Może ktoś z twojego otoczenia pragnie w niej uczestniczyć? Zapytaj i przyprowadź.
To niezwykła okazja do aktywizacji i integracji tym razem na polu duchowym. Pomóżmy ludziom podjąć dialog z Panem Bogiem i przyprowadźmy ich na nabożeństwo Drogi Krzyżowej dla osób chorych oraz niepełnosprawnych.
To w pewien sposób także apel do środowisk, które wspierają osoby niepełnoprawne, organizacji pozarządowych, do rodzin i społeczników, ale nie tylko. Do każdego z nas, bo w naszym otoczeniu takich ludzi nie brakuje.
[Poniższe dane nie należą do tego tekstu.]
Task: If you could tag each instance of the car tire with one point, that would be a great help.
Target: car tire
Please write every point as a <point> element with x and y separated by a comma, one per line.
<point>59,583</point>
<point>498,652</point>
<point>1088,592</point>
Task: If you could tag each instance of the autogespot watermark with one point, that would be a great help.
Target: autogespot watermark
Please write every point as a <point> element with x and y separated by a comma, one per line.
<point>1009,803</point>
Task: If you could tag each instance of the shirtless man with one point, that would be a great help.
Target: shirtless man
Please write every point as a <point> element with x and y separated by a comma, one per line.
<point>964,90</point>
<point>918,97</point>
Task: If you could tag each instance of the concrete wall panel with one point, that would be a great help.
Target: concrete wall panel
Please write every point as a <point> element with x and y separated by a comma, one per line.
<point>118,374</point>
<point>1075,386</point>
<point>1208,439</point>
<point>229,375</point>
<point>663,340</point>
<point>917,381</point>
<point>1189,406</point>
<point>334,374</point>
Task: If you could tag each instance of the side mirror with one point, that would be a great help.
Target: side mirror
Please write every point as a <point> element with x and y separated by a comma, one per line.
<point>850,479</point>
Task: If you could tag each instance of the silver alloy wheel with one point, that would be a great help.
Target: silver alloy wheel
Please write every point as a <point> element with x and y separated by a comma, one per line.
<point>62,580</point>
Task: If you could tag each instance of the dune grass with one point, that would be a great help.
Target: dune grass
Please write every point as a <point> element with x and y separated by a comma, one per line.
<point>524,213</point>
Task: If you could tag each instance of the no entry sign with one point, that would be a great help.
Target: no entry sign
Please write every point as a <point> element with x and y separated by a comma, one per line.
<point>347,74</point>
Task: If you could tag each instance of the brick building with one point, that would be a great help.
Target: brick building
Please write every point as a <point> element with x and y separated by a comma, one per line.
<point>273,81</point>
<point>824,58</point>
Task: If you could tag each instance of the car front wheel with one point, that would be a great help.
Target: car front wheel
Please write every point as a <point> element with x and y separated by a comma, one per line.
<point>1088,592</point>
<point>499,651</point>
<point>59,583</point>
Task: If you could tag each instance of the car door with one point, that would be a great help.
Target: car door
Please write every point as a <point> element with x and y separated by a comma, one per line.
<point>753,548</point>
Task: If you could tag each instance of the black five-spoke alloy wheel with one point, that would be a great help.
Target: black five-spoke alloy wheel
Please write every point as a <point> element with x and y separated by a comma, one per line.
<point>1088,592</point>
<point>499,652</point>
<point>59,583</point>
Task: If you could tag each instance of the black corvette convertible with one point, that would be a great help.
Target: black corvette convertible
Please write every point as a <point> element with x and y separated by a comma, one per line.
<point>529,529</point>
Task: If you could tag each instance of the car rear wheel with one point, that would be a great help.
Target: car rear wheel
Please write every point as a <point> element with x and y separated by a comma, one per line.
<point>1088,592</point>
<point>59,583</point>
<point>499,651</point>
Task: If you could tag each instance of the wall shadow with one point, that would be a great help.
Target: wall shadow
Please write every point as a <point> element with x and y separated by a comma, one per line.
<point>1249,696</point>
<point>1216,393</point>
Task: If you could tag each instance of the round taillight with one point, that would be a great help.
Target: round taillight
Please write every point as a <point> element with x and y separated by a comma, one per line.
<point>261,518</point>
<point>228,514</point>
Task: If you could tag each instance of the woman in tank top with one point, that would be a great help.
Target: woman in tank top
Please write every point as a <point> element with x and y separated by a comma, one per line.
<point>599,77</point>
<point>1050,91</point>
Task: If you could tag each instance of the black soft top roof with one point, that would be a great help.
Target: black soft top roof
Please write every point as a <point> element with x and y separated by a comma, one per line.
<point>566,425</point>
Nabożeństwo Drogi Krzyżowej rozpocznie się w piątek 31 marca o 14.00 w katedrze wrocławskiej na Ostrowie Tumskim. Poprowadzi je metropolita wrocławski, abp Józef Kupny.
- Rozważania oparte będą o wiersze ks. Jana Twardowskiego dotyczące elementów cierpienia i choroby. Wygłoszą je osoby niepełnoprawne, chore, także niewidome. Wszystko będzie na bieżąco tłumaczone na język migowy - mówi Paweł Trawka, rzecznik wrocławskiej Caritas.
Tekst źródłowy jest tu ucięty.